Mas essa não é a única possibilidade: entre os judeus que viviam no exílio, a Lei substituiu o território e revelou possuir a mesma eficácia para manter o grupo unido. Nas fraternidades, nos bandos de guerreiros e em grupos semelhantes, as pessoas se mantêm unidas mais por um “espírito” ou “ideia” comum, i.e., o arquétipo do pai.
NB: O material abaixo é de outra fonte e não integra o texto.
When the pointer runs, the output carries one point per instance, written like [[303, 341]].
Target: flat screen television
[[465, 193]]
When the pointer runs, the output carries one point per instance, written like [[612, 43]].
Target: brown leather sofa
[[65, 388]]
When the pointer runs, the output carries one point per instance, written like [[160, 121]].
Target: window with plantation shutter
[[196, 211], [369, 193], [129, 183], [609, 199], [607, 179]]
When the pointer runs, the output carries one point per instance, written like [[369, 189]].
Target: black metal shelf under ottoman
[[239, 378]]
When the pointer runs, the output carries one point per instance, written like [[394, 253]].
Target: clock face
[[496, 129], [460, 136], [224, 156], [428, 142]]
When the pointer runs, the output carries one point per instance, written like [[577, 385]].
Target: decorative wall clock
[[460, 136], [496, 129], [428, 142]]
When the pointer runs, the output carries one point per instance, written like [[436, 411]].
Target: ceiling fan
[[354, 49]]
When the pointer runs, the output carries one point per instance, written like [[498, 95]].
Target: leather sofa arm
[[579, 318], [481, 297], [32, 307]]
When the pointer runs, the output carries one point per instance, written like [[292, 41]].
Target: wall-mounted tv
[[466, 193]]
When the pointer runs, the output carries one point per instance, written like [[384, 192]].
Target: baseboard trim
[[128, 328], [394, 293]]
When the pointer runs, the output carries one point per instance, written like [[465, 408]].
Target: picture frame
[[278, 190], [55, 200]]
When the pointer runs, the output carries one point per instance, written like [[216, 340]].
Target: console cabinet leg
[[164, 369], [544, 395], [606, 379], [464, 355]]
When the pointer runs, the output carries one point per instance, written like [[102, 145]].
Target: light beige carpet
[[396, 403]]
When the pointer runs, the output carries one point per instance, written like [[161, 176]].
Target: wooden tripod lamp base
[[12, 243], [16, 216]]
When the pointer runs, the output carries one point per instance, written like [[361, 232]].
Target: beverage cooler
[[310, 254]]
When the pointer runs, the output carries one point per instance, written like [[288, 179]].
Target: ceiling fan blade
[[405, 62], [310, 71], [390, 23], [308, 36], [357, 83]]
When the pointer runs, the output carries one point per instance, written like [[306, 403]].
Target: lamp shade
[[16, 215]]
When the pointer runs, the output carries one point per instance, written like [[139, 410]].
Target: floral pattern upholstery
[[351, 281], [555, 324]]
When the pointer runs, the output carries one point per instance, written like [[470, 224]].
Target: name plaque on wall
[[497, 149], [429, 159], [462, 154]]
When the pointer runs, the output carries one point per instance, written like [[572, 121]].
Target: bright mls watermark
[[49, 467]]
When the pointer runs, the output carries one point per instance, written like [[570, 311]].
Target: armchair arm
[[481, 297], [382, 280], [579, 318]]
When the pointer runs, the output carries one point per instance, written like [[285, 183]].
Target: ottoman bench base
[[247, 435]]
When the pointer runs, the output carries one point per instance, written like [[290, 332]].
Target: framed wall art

A sociologia descobriu que todos os grupos se reúnem em torno de alguma espécie de centro, que é definido como se concentrando sobre o tema de um grupo, o propósito de um grupo ou a meta de um grupo. A existência de todos os grupos depende desse centro. Ou o centro possui um propósito puramente racional, como os grupos esportivos, comerciais e políticos, ou pertence a uma ordem superior, como o totem nas tribos primitivas, ou os símbolos das sociedades religiosas, nas quais o centro satisfaz “a necessidade de uma experiência transcendente”. Nos grupos de terapia, o centro consiste na meta de apoiar as tendências curativas e as tendências de nos tornarmos mais conscientes do nosso comportamento social, e dos mútuos efeitos que exercemos uns sobre os outros nos relacionamentos.

(…) Alguns grupos, como os comerciais e esportivos, ou mesmo alguns grupos políticos, têm apenas metas racionais conscientes, mas tão logo algum fator ideológico oculto ou visível entra em cena, eles se tornam “emocionalmente” unidos e revelam através desse fato que estão sob alguma influência arquetípica. Quanto maior a influência emocional de um arquétipo, maior se torna a coerência do grupo. O nacional-socialismo e o comunismo mostraram isso muito claramente, o primeiro tendo sido um revivescimento do wotanismo e o segundo, um mito do Salvador distorcido.

Com maior coerência, existe sempre maior agressividade contra os forasteiros e contra os “não simpatizantes”. Esses grupos políticos se aproximam do padrão dos grupos com maior coerência: as comunidades religiosas que se reúnem em torno de um centro transcendente.

(…) um símbolo de “Unidade-pluralidade” que une, de forma paradoxal, os múltiplos arquétipos e a unidade do inconsciente coletivo em uma única forma. Mas esses símbolos Deus-Homem e imagens de mandala reúnem uma pluralidade de formas não apenas sob esse aspecto; eles também reúnem uma multidão, na medida em que o Si-mesmo dentro de cada indivíduo é seu próprio Si-mesmo único e também o Si-mesmo de todos os outros seres humanos.”

FRANZ, Marie-Louise von. Psicoterapia.São Paulo: Paulus, 2021, pág. 341-344.